Use `:asAA` to translate nucleotides to amino acids:
- Choose from 33 NCBI genetic codes
- Select reading frame (+1, +2, +3)
- Use `j`/`k` to browse codes, `h`/`l` to change frame
- Press `Enter` to translate, `Esc` to cancel

Use `:asNT` to switch back to the nucleotide view.

### Saving

Use `:w filename.fasta` to save the current view:
- Saves NT or AA sequences depending on current view mode
- Sequences are written on single lines (convenient for bash processing)
- Example: `:w Loc256_AA.fasta`

---

## Supported Formats

| Format | Extensions | Features |
|--------|------------|----------|
| **FASTA** | `.fasta`, `.fa`, `.fna`, `.faa`, `.fas` | Multi-line sequences |
| **PHYLIP** | `.phy`, `.phylip` | Sequential and interleaved |
| **NEXUS** | `.nex`, `.nexus`, `.nxs` | DATA/CHARACTERS blocks, MATCHCHAR support |

## Architecture

The application follows an event-driven MVC architecture.

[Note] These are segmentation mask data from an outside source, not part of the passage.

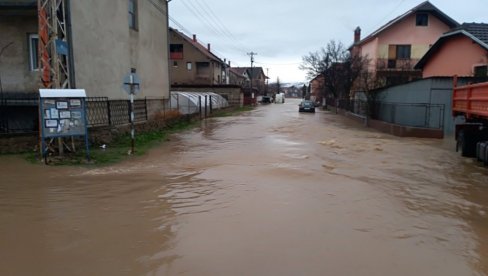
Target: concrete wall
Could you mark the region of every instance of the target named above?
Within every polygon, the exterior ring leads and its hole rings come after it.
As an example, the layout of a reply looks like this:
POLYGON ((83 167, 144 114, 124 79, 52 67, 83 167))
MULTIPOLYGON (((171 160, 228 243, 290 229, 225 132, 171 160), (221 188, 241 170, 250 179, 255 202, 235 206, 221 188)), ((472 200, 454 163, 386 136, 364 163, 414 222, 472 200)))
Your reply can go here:
POLYGON ((166 1, 138 2, 137 30, 128 1, 71 1, 76 86, 88 96, 127 99, 123 78, 136 68, 138 98, 169 98, 166 1))
POLYGON ((29 67, 29 34, 37 34, 37 14, 0 15, 0 81, 3 92, 36 92, 39 71, 29 67))
POLYGON ((424 66, 424 78, 433 76, 473 76, 474 66, 488 64, 488 50, 466 36, 447 38, 424 66))

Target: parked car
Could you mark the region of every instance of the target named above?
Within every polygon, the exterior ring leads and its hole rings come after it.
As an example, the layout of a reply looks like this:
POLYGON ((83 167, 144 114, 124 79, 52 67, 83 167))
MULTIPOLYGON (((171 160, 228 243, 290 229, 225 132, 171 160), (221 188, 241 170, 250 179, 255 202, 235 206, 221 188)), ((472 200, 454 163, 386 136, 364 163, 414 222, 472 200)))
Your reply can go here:
POLYGON ((271 103, 271 97, 263 96, 263 98, 261 99, 261 103, 263 103, 263 104, 271 103))
POLYGON ((315 104, 312 101, 303 100, 298 105, 298 112, 313 112, 313 113, 315 113, 315 104))

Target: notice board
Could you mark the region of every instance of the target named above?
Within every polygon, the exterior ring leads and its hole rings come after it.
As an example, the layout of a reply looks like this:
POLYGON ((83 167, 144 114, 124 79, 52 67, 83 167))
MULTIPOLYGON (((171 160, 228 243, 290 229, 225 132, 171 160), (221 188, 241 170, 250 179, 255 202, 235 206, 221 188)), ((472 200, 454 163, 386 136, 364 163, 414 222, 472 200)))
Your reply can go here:
POLYGON ((43 152, 45 139, 84 136, 88 153, 84 89, 39 89, 43 152))
POLYGON ((41 89, 40 91, 43 137, 86 135, 85 90, 41 89))

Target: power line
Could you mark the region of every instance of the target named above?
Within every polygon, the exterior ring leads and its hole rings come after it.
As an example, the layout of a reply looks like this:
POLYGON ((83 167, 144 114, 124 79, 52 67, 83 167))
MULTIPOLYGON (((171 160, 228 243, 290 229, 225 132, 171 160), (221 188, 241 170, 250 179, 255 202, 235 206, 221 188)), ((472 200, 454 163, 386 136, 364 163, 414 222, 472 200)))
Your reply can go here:
POLYGON ((275 65, 275 66, 280 66, 280 65, 300 65, 301 62, 294 62, 294 63, 269 63, 269 62, 258 62, 256 61, 257 64, 263 64, 263 65, 275 65))
MULTIPOLYGON (((197 2, 197 7, 193 2, 188 2, 182 0, 180 1, 188 11, 190 11, 196 19, 198 19, 204 26, 207 27, 214 35, 216 35, 220 40, 226 41, 229 44, 229 48, 232 48, 236 51, 239 52, 245 52, 246 50, 242 45, 237 45, 241 44, 240 42, 237 41, 234 35, 230 33, 228 29, 225 28, 223 23, 218 23, 219 19, 216 16, 212 16, 211 14, 215 13, 208 7, 205 8, 202 4, 197 2), (205 13, 203 13, 202 11, 205 13), (222 25, 224 27, 219 27, 219 25, 222 25), (236 44, 237 43, 237 44, 236 44)), ((221 21, 220 21, 221 22, 221 21)))
POLYGON ((205 2, 200 2, 199 0, 195 0, 195 2, 200 5, 200 7, 202 7, 203 11, 209 15, 209 17, 214 21, 216 22, 216 25, 220 27, 220 29, 223 31, 223 33, 228 37, 230 38, 231 40, 237 42, 239 44, 239 46, 243 46, 241 44, 241 42, 234 36, 234 34, 232 34, 231 31, 229 31, 229 29, 227 29, 227 27, 225 26, 224 23, 222 23, 222 21, 219 19, 219 17, 214 13, 214 11, 212 10, 212 8, 205 2), (202 4, 203 3, 203 4, 202 4))
MULTIPOLYGON (((168 1, 168 0, 166 0, 166 2, 170 2, 170 1, 171 1, 171 0, 169 0, 169 1, 168 1)), ((178 22, 178 21, 177 21, 176 19, 174 19, 172 16, 170 16, 170 15, 169 15, 169 13, 167 13, 167 12, 166 12, 166 10, 165 10, 165 9, 163 9, 163 7, 161 7, 160 5, 158 5, 157 3, 155 3, 155 2, 154 2, 154 0, 149 0, 149 2, 150 2, 150 3, 152 4, 152 6, 153 6, 153 7, 154 7, 154 8, 155 8, 157 11, 159 11, 161 14, 163 14, 163 15, 168 15, 168 19, 169 19, 169 21, 171 21, 171 22, 172 22, 172 23, 173 23, 175 26, 177 26, 177 27, 178 27, 178 29, 179 29, 180 31, 182 31, 184 34, 186 34, 187 36, 190 36, 190 35, 192 34, 192 32, 191 32, 190 30, 188 30, 188 29, 187 29, 185 26, 183 26, 183 24, 181 24, 180 22, 178 22)), ((184 1, 181 1, 181 2, 184 4, 184 1)), ((204 4, 205 4, 205 2, 204 2, 204 4)), ((206 4, 205 4, 205 5, 206 5, 206 4)), ((186 6, 187 8, 189 8, 189 7, 188 7, 188 5, 185 5, 185 6, 186 6)), ((194 5, 193 5, 193 7, 195 8, 195 6, 194 6, 194 5)), ((191 8, 189 8, 189 9, 191 10, 191 8)), ((209 13, 213 13, 213 11, 212 11, 212 10, 211 10, 211 9, 208 7, 208 5, 207 5, 207 9, 208 9, 209 13)), ((192 10, 191 10, 191 11, 192 11, 192 10)), ((193 13, 195 14, 195 12, 194 12, 194 11, 193 11, 193 13)), ((199 13, 199 14, 200 14, 200 16, 202 16, 202 15, 201 15, 201 13, 199 13)), ((207 12, 207 14, 208 14, 208 12, 207 12)), ((195 14, 195 16, 197 16, 197 15, 195 14)), ((197 17, 198 17, 198 16, 197 16, 197 17)), ((215 18, 216 18, 216 20, 219 20, 217 17, 215 17, 215 18)), ((203 20, 204 20, 204 21, 206 21, 206 22, 208 22, 208 20, 206 20, 206 19, 203 19, 203 20)), ((220 21, 220 22, 221 22, 221 21, 220 21)), ((222 23, 221 23, 221 24, 222 24, 222 23)), ((222 24, 222 25, 223 25, 223 24, 222 24)), ((215 28, 214 28, 214 32, 219 33, 219 32, 218 32, 218 31, 217 31, 215 28)), ((232 36, 232 34, 231 34, 231 33, 230 33, 228 30, 227 30, 226 32, 228 32, 228 33, 229 33, 229 34, 232 36)), ((222 34, 222 31, 220 32, 220 34, 222 34)), ((226 35, 226 36, 228 36, 228 35, 226 35)), ((225 55, 224 55, 222 52, 220 52, 220 51, 216 50, 216 48, 218 48, 218 47, 213 47, 212 52, 214 52, 214 53, 218 54, 219 56, 225 56, 225 55)), ((235 49, 235 50, 237 50, 237 51, 239 51, 239 52, 245 52, 245 50, 243 50, 242 48, 236 47, 235 45, 231 45, 231 48, 233 48, 233 49, 235 49)), ((236 64, 237 66, 240 66, 238 62, 233 61, 233 63, 234 63, 234 64, 236 64)))
POLYGON ((395 8, 393 8, 389 13, 387 13, 381 19, 381 21, 379 21, 375 26, 378 26, 378 28, 381 27, 381 25, 383 25, 383 22, 385 21, 385 19, 387 19, 388 17, 390 17, 403 4, 403 2, 405 2, 405 0, 400 0, 400 2, 398 2, 398 4, 395 6, 395 8))

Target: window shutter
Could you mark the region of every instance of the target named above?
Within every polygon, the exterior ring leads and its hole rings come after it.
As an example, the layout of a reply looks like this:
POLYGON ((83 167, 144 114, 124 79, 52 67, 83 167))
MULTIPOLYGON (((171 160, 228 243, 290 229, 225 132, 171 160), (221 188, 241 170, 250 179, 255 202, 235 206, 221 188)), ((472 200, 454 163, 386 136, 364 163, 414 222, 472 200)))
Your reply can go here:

The internal architecture is shown below for developers interested in extending or modifying SeqTUI:

```
src/
├── main.rs         # Entry point and CLI argument parsing
├── lib.rs          # Module exports
├── model.rs        # Data structures (Sequence, Alignment, Viewport, AppState)
├── formats/        # Multi-format support
│   ├── mod.rs      # Format detection and unified parsing
│   ├── fasta.rs    # FASTA format parser
│   ├── nexus.rs    # NEXUS format parser (token-based)
│   └── phylip.rs   # PHYLIP format parser
├── event.rs        # Keyboard event handling
├── ui.rs           # TUI rendering with ratatui
├── controller.rs   # Main application loop
└── genetic_code.rs # Genetic code tables and translation
```

## Development

```bash
# Run tests (96 tests covering all formats and SNP extraction functionality)
cargo test

# Run with test data
cargo run -- test_data/alignment.fasta
cargo run -- test_data/LOC_01790.nex

# Build release version
cargo build --release
```

## Building for Linux (HPC)

```bash
# On Linux or cross-compile
cargo build --release --target x86_64-unknown-linux-gnu
```

## Note

⚠️ This is a side project developed with use of AI assistants (Claude Opus 4.5 via GitHub Copilot).
SeqTUI has been thoroughly tested on real data with a strong focus on functionality and user experience. Please report any issues or suggestions.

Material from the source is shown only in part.